Specify minimum memory requirement for iPhone app

My application requires at least 40MB of RAM, so earlier iPhones (like 3G, first iPod touch versions) just do not have it (they have max about 20MB for my app). Is there a proper way to disable installing it to 3G devices? I know UIRequiredDeviceCapabilities, but it does not have parameter for minimum available memory.
First, are you sure that your application actually uses 40 MB of RAM on the older devices? I've found (by using the Memory Monitor instrument) that the same application uses less RAM on my iPhone 3G than it does on my iPhone 4 or iPad. The latter two devices have more pixels within their interfaces, so my application chews up more memory when running on them.
If it does, figure out if you can optimize memory usage to get it within a safe (< 30 MB) range for the older hardware. If you can do this, I think you'll see an across-the-board performance improvement in your application, even on the newer hardware.
Finally, if you absolutely cannot run on an older iOS device, I'd recommend using the UIRequiredDeviceCapabilities keys armv7 or opengles-2. Either will filter for the newer (iPhone 3G S and greater) hardware. While not keyed on memory size, the iPhone 3G S launched with significantly more RAM than the older models, and not a device since has had less. It's hard to imagine Apple reducing this specification at any point in the future.

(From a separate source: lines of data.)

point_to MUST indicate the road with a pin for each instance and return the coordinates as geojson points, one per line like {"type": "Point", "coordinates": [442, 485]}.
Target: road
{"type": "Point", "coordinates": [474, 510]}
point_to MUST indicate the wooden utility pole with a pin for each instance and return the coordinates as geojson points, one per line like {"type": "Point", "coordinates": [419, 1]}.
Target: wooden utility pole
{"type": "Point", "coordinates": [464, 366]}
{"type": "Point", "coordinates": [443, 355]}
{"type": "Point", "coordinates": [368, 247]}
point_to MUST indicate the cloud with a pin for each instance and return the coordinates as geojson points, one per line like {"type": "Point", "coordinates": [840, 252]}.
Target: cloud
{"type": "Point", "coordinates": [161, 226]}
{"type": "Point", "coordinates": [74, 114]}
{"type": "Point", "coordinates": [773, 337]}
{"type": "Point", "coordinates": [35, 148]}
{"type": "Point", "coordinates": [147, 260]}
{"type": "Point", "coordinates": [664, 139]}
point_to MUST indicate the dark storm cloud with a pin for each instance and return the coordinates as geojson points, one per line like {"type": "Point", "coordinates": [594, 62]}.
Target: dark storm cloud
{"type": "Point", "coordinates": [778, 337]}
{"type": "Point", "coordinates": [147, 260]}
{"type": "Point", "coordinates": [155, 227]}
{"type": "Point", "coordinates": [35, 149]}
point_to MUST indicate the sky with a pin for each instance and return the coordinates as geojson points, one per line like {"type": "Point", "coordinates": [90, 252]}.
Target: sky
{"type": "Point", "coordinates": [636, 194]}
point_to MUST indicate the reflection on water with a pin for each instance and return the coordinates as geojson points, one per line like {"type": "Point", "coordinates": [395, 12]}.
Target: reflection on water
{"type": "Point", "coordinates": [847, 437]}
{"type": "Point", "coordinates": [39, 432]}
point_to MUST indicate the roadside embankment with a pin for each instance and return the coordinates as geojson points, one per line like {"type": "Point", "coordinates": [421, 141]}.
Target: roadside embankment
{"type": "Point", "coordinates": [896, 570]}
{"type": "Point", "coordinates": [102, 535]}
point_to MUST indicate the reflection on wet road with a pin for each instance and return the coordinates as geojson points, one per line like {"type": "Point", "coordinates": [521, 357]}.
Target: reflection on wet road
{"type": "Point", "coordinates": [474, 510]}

3G iphone touches less responsive than other devices?

I'm developing a game for the iPhone and I've noticed a difference specific to the 3G iPhone. I have been testing the software all 3 versions of the iPhone - 2G, 3G and 3GS. The 2G and the 3GS work the same, but I find on the 3G that the swipes and touches are much slower to respond. At first I thought it might just be a CPU issue, but the 2G iphone is slower and works the same as the 3GS.
Is this a known issue? Is the 3G iphone known for having a different touch sensitivity?
I suggest you restart your device and see if it is more responsive.
I personnally did not feel any difference in my games applications.
Turns out the game was just chewing up CPU. When the iPhone is running at load, the touch performance goes down, making it seem sticky and less responsive. I've tuned the app and it now works the same on all the machines.

iPhone/iPod touch CPU/GPU performance

How many bogomips (or any other relevant unit) can an iPhone or iPod touch deliver?
Is performance in larger applications, as on normal PCs, more limited to cache thrashing than to number of CPU instruction? Or is there some other limit?
What is a recommended total polybudget for a state-of-the-art game in a plain iPod touch (i.e. not iPhone 3GS)?
Does the ARM-11 in the iPod touch and the Samsung ARM in the iPhone have an FPU with the same performance as that of a normal PC, scaled to the core clock frequency?
The reason I'm asking is that I want to port a game with a physics engine (i'm using ODE). If you know anything else I should look out for, don't hesitate to mention it!
GLBenchmark has published a series of benchmarks for various mobile devices, including the iPhone, iPhone 3G, and iPhone 3GS. For example, the iPhone 3G appears to be capable of rendering 687,000 smooth shaded triangles per second (the best I've actually been able to get in my application is 460,000).
In regards to the CPU, the ARM processor on the iPhone has native floating point support, and even has a vector floating point unit. In comparison to a desktop, I ran a computationally intensive operation (NSDecimal addition) on both my desktop (in the iPhone simulator) and on the device (non-3G iPhone). The desktop (MacBook, white, 2.0 GHz Core 2 Duo) did 3344593 operations per second, where the iPhone did 281555. The desktop, which scored 2.64 Gflops on Xbench, was 11.88 times faster than the iPhone. Whether this means that the non-3G iPhone is capable of more than 220 Mflops would require more testing.